Ecology of Anti-Biofilm Agents I: Antibiotics versus Bacteriophages

Abstract

Bacteriophages, the viruses that infect bacteria, have for decades been successfully used to combat antibiotic-resistant, chronic bacterial infections, many of which are likely biofilm associated. Antibiotics as anti-biofilm agents can, by contrast, be inefficacious against even genetically sensitive targets. Such deficiencies in usefulness may result from antibiotics, as naturally occurring compounds, not serving their producers, in nature, as stand-alone disruptors of mature biofilms. Anti-biofilm effectiveness by phages, by contrast, may result from a combination of inherent abilities to concentrate lytic antibacterial activity intracellularly via bacterial infection and extracellularly via localized population growth. Considered here is the anti-biofilm activity of microorganisms, with a case presented for why, ecologically, bacteriophages can be more efficacious than traditional antibiotics as medically or environmentally applied biofilm-disrupting agents. Four criteria, it can be argued, generally must be met, in combination, for microorganisms to eradicate biofilms: (1) Furnishing of sufficiently effective antibacterial factors, (2) intimate interaction with biofilm bacteria over extended periods, (3) associated ability to concentrate antibacterial factors in or around targets, and, ultimately, (4) a means of physically disrupting or displacing target bacteria. In nature, lytic predators of bacteria likely can meet these criteria whereas antibiotic production, in and of itself, largely may not.
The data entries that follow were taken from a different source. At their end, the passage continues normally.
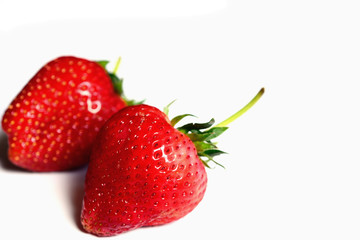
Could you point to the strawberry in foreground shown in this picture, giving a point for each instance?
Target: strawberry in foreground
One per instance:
(144, 172)
(53, 121)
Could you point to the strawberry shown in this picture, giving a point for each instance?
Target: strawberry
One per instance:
(145, 172)
(52, 123)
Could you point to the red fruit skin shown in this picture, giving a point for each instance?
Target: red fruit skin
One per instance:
(52, 123)
(142, 172)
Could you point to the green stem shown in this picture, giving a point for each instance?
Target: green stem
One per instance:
(117, 65)
(241, 111)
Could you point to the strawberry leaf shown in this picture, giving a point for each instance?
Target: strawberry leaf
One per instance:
(177, 119)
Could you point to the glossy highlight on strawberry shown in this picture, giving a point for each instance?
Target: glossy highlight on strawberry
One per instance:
(53, 121)
(142, 172)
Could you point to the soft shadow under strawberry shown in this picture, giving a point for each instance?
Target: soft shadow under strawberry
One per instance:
(4, 159)
(76, 192)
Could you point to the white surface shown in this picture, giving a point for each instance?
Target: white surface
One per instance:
(292, 171)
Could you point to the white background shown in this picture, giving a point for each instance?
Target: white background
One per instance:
(292, 171)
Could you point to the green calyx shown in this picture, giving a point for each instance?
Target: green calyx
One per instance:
(202, 134)
(118, 82)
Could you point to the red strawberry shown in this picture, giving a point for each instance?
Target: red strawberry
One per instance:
(144, 172)
(53, 121)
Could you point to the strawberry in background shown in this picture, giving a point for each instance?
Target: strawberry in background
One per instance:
(52, 123)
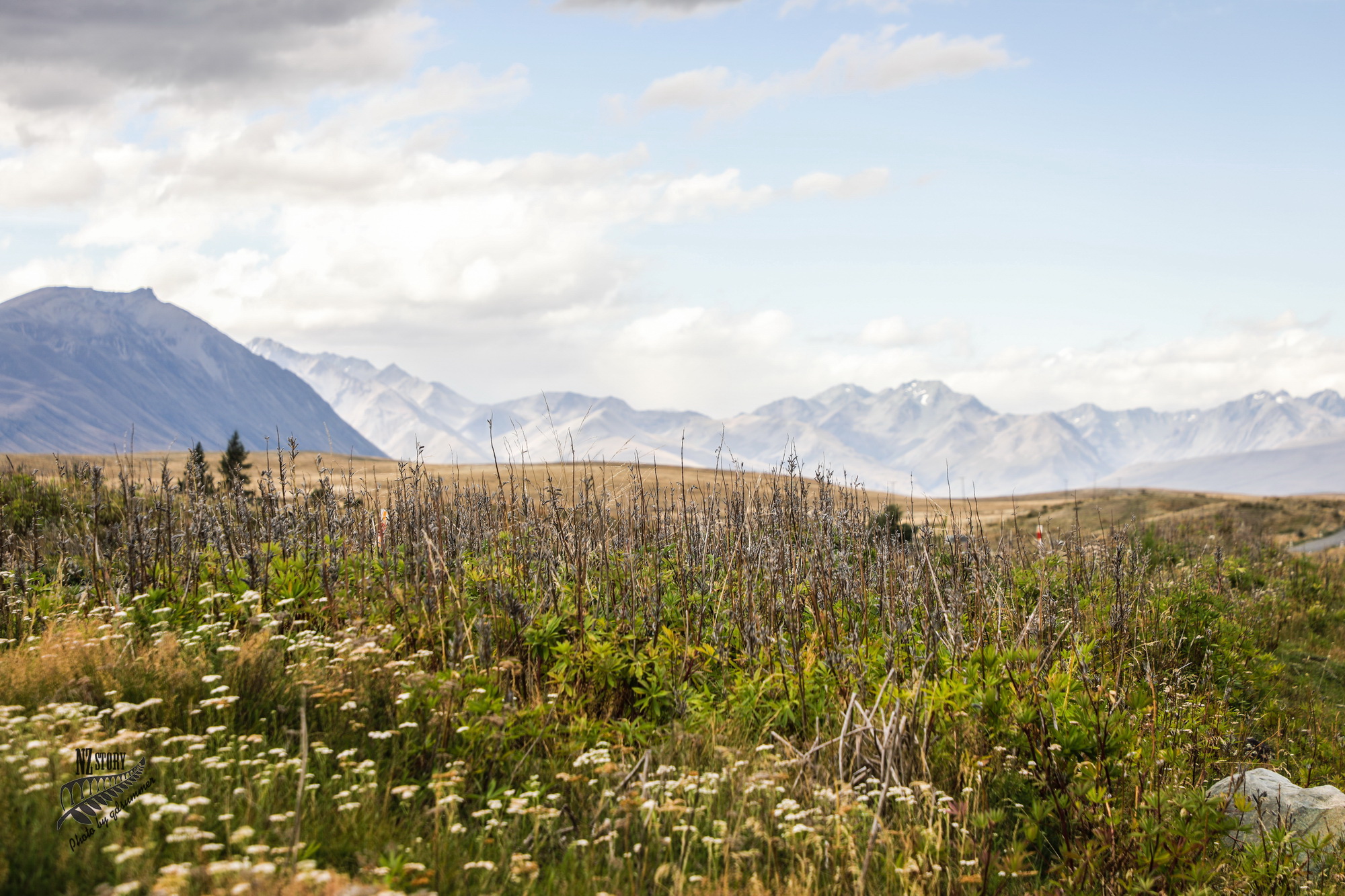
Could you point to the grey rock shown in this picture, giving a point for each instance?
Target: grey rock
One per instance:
(1273, 801)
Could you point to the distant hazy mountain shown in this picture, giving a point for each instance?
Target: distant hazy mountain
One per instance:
(400, 412)
(81, 369)
(921, 435)
(1277, 471)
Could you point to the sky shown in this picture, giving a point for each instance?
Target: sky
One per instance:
(705, 204)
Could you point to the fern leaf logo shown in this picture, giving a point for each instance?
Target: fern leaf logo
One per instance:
(87, 795)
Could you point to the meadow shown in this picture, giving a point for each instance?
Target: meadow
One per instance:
(619, 681)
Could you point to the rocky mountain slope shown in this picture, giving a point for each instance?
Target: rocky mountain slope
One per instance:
(81, 370)
(921, 435)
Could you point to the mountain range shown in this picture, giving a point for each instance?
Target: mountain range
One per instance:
(921, 436)
(84, 370)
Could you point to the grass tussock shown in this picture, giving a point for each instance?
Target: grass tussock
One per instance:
(730, 686)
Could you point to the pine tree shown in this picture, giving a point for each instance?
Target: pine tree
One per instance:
(197, 477)
(235, 462)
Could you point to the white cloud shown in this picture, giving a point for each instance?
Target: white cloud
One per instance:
(670, 9)
(853, 64)
(820, 184)
(84, 53)
(878, 6)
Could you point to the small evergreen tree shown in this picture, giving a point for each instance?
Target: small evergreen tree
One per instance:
(888, 525)
(235, 462)
(197, 477)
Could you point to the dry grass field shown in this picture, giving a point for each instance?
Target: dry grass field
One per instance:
(1285, 520)
(368, 677)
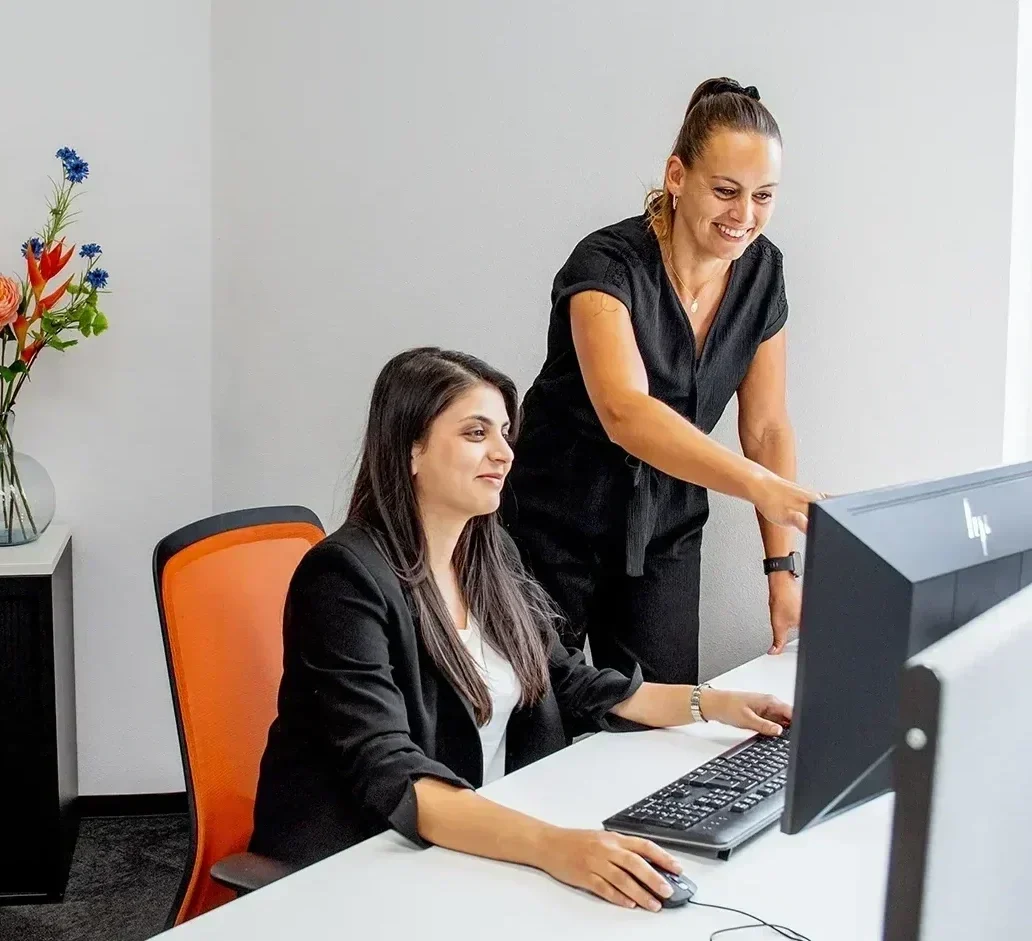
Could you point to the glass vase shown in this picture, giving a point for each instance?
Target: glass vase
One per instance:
(27, 495)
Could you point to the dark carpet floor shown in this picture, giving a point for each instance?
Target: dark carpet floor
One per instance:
(124, 876)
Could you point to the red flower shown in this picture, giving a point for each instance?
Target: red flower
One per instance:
(52, 261)
(36, 280)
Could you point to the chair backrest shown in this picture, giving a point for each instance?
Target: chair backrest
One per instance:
(221, 584)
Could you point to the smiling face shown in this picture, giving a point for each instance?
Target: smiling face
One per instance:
(459, 466)
(726, 198)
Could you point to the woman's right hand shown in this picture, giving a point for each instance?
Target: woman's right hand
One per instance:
(606, 864)
(784, 503)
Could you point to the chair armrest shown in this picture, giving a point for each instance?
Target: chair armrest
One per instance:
(247, 872)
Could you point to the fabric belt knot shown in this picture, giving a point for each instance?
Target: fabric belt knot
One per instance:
(641, 514)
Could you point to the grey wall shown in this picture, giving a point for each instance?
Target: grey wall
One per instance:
(123, 421)
(386, 177)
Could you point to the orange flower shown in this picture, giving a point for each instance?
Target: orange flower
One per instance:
(52, 261)
(10, 298)
(36, 280)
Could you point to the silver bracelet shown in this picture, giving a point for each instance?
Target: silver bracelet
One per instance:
(697, 693)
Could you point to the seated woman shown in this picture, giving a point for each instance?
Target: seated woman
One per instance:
(420, 660)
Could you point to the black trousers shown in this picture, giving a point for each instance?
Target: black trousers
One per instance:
(651, 620)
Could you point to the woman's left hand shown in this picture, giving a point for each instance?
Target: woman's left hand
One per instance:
(755, 711)
(785, 607)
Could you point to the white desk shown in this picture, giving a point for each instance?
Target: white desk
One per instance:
(828, 882)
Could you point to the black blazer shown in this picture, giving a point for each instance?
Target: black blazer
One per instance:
(363, 712)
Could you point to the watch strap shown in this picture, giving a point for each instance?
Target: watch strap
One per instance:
(696, 704)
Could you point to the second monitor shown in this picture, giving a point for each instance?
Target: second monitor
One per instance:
(887, 574)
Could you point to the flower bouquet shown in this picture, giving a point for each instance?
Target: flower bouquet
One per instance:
(34, 315)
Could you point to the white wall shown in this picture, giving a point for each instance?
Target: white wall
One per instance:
(123, 421)
(387, 177)
(1018, 406)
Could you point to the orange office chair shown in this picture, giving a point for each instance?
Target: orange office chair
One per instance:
(221, 584)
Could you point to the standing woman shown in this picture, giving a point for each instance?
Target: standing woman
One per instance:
(656, 321)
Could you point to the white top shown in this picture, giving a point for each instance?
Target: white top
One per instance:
(828, 881)
(39, 557)
(505, 689)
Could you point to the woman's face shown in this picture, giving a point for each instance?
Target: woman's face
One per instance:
(726, 199)
(460, 465)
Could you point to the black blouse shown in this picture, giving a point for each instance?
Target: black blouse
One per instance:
(363, 712)
(567, 473)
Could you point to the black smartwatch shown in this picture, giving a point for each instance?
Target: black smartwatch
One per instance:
(792, 562)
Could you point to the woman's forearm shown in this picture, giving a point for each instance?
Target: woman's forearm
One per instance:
(659, 705)
(461, 819)
(655, 433)
(775, 450)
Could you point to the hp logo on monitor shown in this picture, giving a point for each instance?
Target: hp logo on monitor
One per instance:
(977, 526)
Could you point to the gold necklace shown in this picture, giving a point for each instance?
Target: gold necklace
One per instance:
(695, 298)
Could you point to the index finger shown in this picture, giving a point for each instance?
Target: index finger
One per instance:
(653, 853)
(778, 711)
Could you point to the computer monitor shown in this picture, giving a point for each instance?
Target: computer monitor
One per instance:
(888, 573)
(962, 832)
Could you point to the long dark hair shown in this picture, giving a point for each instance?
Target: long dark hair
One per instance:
(716, 104)
(511, 609)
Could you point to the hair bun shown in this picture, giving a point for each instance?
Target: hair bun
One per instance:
(727, 86)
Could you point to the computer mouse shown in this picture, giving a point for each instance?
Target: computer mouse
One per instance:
(683, 888)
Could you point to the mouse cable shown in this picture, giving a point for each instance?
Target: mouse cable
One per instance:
(788, 933)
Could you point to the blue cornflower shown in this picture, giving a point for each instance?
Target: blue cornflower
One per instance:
(97, 279)
(37, 247)
(76, 170)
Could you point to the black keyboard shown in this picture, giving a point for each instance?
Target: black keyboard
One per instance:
(717, 806)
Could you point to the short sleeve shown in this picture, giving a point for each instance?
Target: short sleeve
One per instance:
(777, 306)
(598, 263)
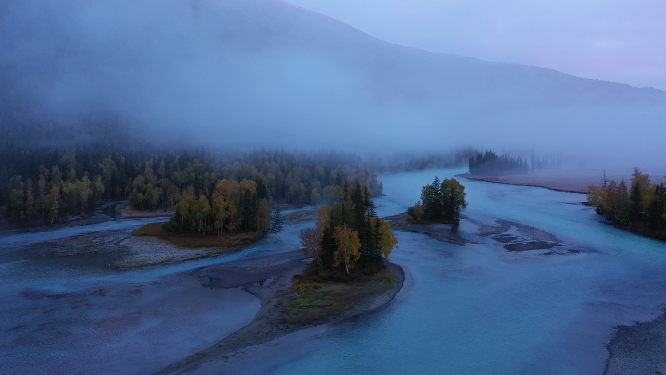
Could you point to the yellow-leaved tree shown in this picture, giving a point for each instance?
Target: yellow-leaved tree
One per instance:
(348, 247)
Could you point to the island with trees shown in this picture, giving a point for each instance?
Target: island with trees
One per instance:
(489, 163)
(441, 202)
(348, 246)
(640, 207)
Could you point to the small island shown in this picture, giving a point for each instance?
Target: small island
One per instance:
(348, 247)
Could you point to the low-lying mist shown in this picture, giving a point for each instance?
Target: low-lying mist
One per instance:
(232, 73)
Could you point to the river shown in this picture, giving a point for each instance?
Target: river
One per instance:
(476, 308)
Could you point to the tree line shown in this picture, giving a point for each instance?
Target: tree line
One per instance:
(489, 163)
(45, 186)
(349, 239)
(442, 202)
(641, 207)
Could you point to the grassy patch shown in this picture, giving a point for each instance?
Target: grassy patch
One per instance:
(182, 240)
(316, 301)
(300, 215)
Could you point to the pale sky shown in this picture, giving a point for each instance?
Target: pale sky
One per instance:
(612, 40)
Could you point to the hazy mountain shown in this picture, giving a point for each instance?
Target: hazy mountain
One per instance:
(244, 72)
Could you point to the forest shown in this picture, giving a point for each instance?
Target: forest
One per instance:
(641, 207)
(489, 163)
(349, 239)
(211, 193)
(443, 202)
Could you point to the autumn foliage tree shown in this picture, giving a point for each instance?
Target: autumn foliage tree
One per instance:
(348, 239)
(641, 207)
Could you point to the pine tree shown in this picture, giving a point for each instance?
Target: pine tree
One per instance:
(277, 220)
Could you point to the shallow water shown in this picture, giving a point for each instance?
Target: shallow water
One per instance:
(63, 314)
(480, 309)
(463, 309)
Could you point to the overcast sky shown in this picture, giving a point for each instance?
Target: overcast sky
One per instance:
(613, 40)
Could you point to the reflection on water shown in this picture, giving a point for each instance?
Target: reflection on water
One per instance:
(481, 309)
(476, 308)
(64, 308)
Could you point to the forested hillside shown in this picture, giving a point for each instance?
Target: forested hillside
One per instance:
(45, 185)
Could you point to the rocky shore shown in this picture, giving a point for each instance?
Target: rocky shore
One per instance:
(268, 278)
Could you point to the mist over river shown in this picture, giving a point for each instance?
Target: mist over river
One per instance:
(477, 308)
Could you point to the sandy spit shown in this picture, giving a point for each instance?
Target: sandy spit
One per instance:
(268, 278)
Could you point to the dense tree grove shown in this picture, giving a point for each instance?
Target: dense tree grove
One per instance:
(491, 164)
(442, 202)
(641, 207)
(211, 193)
(349, 238)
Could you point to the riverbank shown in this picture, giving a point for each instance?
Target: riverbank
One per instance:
(441, 232)
(270, 279)
(638, 349)
(126, 211)
(561, 183)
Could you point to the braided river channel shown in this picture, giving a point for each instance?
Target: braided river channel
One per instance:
(538, 288)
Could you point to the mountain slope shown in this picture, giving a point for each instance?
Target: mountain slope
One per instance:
(233, 72)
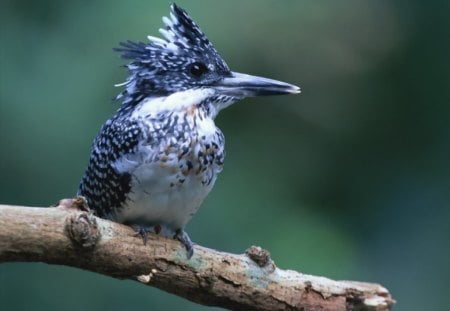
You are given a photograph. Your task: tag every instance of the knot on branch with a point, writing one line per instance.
(82, 230)
(259, 255)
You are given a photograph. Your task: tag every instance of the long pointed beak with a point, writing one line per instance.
(243, 85)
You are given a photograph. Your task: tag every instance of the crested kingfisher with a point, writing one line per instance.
(157, 158)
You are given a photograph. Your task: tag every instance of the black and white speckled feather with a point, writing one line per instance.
(157, 158)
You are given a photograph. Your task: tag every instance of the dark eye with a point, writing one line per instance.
(198, 69)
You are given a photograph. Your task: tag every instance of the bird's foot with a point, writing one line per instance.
(184, 238)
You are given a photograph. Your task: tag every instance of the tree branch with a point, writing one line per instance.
(66, 235)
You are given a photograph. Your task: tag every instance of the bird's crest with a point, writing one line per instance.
(182, 59)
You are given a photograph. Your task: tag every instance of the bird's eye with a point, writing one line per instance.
(198, 69)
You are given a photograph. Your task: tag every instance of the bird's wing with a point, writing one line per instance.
(105, 185)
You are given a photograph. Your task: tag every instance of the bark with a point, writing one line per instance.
(69, 235)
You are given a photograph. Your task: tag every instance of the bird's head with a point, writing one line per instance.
(185, 59)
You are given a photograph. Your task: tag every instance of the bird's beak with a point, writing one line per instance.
(243, 85)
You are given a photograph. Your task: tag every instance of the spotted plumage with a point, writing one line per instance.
(157, 158)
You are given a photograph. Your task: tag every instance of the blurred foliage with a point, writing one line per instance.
(350, 179)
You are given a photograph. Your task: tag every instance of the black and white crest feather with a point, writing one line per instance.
(183, 59)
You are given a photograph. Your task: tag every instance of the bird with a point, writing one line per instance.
(157, 158)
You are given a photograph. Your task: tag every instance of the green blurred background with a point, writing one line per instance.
(350, 179)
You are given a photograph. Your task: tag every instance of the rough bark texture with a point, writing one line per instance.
(69, 235)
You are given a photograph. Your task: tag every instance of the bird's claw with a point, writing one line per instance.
(184, 238)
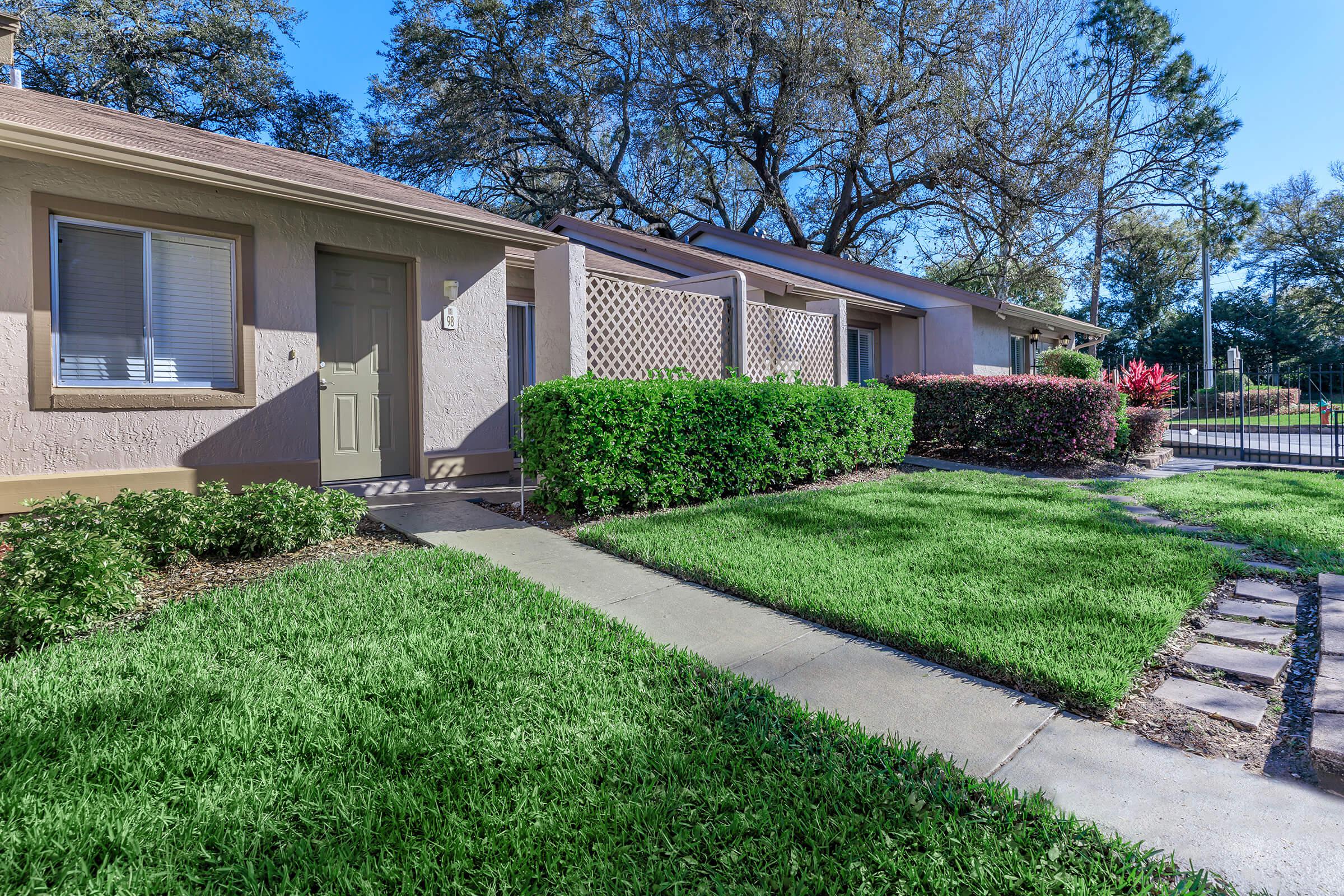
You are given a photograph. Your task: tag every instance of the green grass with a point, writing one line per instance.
(1025, 582)
(425, 722)
(1291, 515)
Keywords: Lanchester’s laws; antibiotics ecology; biocontrol; biofilm control; biofilm eradication; biofilms; ecology; phage therapy.

Figure 1

Diagrammatic representation of material presented in Table 1. Arrows point in the direction of antibacterial action, from antibacterial producer to antibacterial target. As abbreviated: “ω” refers to “Offense”, “δ” to “Defense”, “B” to “Before”, “D” to “During”, and “A” to “After”. Orange “Pacman”-like symbols refer to antibacterial deployment that is followed by consumption of target organisms for nutrients, turquoise lightning bolts refer to antibacterial-mediated killing of target organisms for the sake of protection of producing organisms, and yellow crosses refer to antibacterial action against target organisms for the sake of obtaining colonizable surfaces (i.e., “Space”) by producer organisms. The solid, blue horizontal lines refer to intact colonizable surfaces while the brown dashed line refers to an equivalent but disrupted surface. The arrow labeled with ωD-3 (see also Table 1) refers to as effected by either disseminating or instead biofilm-associated bacteria. A second δB arrow, equivalent in placement to the second-from-the-left ωB arrow, has been omitted from the figure to reduce clutter. The actions indicated in the right-hand third of the figure are as potentially effected by fungi.

Figure 2

Overview of phage advantages as anti-biofilm agents in comparison to antibiotics. Bacteria are presented primarily as pink circles and extracellular polymeric substance (EPS) is represented as a blue background. Toward the upper left is a single, lysing, phage-infected bacterium, presented as a gray circle. Arrows emanating from that phage-infected bacterium represent free phages that have been produced, released, and which otherwise are diffusing towards neighboring phage-sensitive bacteria. The loss of blue background, as seen towards the upper-left of the figure, represents the action of EPS depolymerase. These depolymerase enzymes are displayed by phage virions and/or are released locally upon lysis from phage-infected bacteria. Callouts describe properties of obligately lytic phages versus antibiotics as anti-biofilm agents. See Table 3 for additional discussion of these properties.